Antisemitic attacks in Manchester are bucking the trend and rising, while hate crime of other kinds is decreasing, according to the latest figures.
Annual crime statistics released by the Home Office yesterday reveal that overall hate crime incidents fell in Greater Manchester by a dramatic 15.5 per cent between 2010 and 2011. But according to the Community Security Trust's latest figures, published in March, antisemitic incidents in Greater Manchester rose by around five per cent.
There were 216 antisemitic incidents across Manchester in 2010, compared with 206 the previous year. The figure had already risen by more than 60 per cent from 125 in 2008. The Home Office figures now show that more than one in 20 of the region's recorded 3,711 hate crimes are directed against Jews, the highest ratio in recent years.
The CST's antisemitic incident report for 2010 indicated that Manchester's Jewish community saw its highest ever number of attacks recorded. But the CST said that the increase is partly attributed to more reports reaching them, and improved data exchange with the police.
The high figure comes against a backdrop of falling hate crime elsewhere. In London, both general hate crime and antisemitism have fallen dramatically, according to the CST and the Metropolitan Police.

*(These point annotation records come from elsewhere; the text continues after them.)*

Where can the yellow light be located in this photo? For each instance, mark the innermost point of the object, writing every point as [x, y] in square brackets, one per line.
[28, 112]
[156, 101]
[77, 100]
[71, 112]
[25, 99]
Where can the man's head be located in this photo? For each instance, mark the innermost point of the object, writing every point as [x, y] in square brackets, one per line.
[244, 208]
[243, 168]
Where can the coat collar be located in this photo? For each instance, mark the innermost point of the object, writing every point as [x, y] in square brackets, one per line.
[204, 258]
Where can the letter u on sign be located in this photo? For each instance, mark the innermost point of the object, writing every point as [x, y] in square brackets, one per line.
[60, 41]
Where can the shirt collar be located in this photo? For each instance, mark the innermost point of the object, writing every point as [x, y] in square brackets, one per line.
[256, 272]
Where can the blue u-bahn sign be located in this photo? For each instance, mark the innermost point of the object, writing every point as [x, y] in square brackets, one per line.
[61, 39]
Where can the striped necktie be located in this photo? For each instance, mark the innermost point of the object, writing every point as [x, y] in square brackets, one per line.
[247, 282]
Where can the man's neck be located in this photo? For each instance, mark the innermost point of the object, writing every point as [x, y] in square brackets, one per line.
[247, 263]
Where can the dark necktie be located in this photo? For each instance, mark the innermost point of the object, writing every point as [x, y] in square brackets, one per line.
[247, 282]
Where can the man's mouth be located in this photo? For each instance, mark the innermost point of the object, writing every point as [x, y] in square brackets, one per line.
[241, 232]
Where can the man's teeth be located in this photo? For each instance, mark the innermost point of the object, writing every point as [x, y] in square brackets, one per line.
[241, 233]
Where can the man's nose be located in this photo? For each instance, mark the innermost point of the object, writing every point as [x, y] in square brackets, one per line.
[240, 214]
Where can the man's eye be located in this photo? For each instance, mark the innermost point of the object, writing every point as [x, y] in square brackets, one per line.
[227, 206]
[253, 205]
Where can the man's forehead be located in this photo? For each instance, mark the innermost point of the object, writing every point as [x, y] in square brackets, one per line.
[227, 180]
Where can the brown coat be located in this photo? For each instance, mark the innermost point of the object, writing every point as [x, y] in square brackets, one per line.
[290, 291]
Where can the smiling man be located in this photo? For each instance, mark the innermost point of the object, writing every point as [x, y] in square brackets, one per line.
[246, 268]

Although CST were not able to get a detailed breakdown of the Manchester figures at the time of going to press, its spokesman said: "CST believes that recent rises in Manchester's antisemitic incident statistics are largely due to co-operation and trust between the visibly Jewish community, local police and local CST. This relationship keeps on improving and has resulted in relatively good rates of reporting."